O Matuto gosta muito do episódio dos porcos voadores. Ainda durante os seus tempos de estudante, certa tarde Tomás entra na sala de aula, quando o professor não tinha ainda chegado. Os seus colegas estão todos junto à janela esticando os pescoços para o pátio interior da escola. Tomás pergunta pela razão de tão intensa curiosidade. Respondem os colegas: “Vem depressa Tomás. Há porcos no pátio, A VOAR”! Tomás de Aquino corre para a janela onde é confrontado com o riso histérico e zombador dos colegas. Enquanto as gargalhadas esmorecem, Tomás de forma séria, mas firme expõe as más intenções dos colegas: “prefiro acreditar em porcos voadores do que pensar que os meus amigos me iriam mentir”. O Matuto acha que nestes tempos de “coisas pequenas” a ingenuidade de São Tomás é muitas vezes desdenhada. Até seríamos capazes de colocar um rótulo Bíblico no nosso cinismo – matuta o Matuto: “Vá lá Tomás, não sabes que devemos ser mansos como as pombas, mas astutos como as serpentes!?” (Mat 10:16). Poderíamos mesmo desafiar: “porta-te como um touro, Tomás”!
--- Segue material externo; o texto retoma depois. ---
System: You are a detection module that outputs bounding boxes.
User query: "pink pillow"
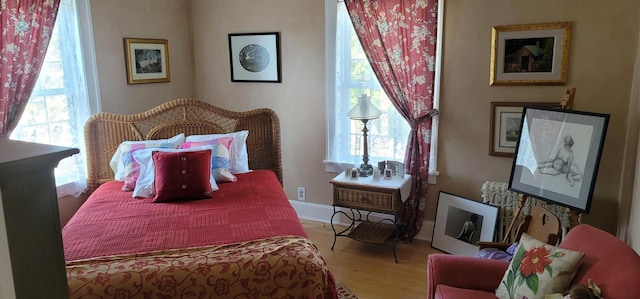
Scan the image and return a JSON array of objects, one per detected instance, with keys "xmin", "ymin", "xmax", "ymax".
[
  {"xmin": 152, "ymin": 150, "xmax": 213, "ymax": 202},
  {"xmin": 180, "ymin": 137, "xmax": 238, "ymax": 183}
]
Ora – constata o Matuto – esta falta de convívio que São Tomás revela com a mentira é estranhamente irónica. Corre por aí que Tomás de Aquino terá dito que “o homem é um anjo montado num porco”. O Matuto não encontra esta frase nas obras principais do grande Teólogo taurino. Na Summa Teológica, Tomás faz uma síntese do Teologia Cristã, abordando de forma apologética a existência de Deus. Obra prima – considera o Matuto. Na sua Suma contra os Gentios, Tomás faz uma defesa racional do Cristianismo. Não se fala de anjos e muito menos de porcos. Depois há os formidáveis comentários sobre Aristóteles, como a Metafísica e a Ética. O Matuto não descortinou uma referência à citação supra citada. É mentira! Será? Talvez. O Matuto não entra nessas guerras.
Mas, a verdade é que a mentira vai prevalecendo – remata o Matuto. O Matuto sabe de fonte segura que o Padre António Vieira contava, em 1965, que na Bahia o dia muitas vezes amanhecia soalheiro, bonito e muito claro. No entanto, ao fim de uma hora o horizonte toldava-se de nuvens e começava a chover. Pasmado com a inconstância do clima, António Vieira exclamava: “Que raios! No Brasil até os céus mentem”. Ora, ainda que apoiado em bons argumentos, o Matuto não tem a certeza de se mentir mais no Brasil do que noutras latitudes. O detector de mentiras falha muito nesta questão tão subjectiva. Já o serviço de meteorologia mente com os dentes todos e só faz revisão do tempo. Nunca previsão!
Assim, o Matuto verifica que no Brasil, nunca se falou tanto em transparência e em salvaguardar certos aspectos da democracia, como liberdade de expressão e eliminação de fake news. Na verdade, o que espanta por aqui é a “mentira habitual” que se instalou na política. A corrupção parece matizada de tal forma que justifica a mentira. Num maquiavelismo bacoco, o pior erro do mundo é a derrota. A vitória tudo justifica – pondera o Matuto. Bem, mudemos isso! Nesta época Natalícia vamos dar férias à mentira – desafia o Matuto. Vamos obliterar o cinismo – sugere o Matuto. Cristo, cuja vida celebramos, veio a este mundo “cheio de graça e verdade”. Acreditar que os porcos poderão voar – cogita o Matuto – será sempre uma alternativa mais atrevida. Uma atitude mais audaz. Uma postura de “touro”.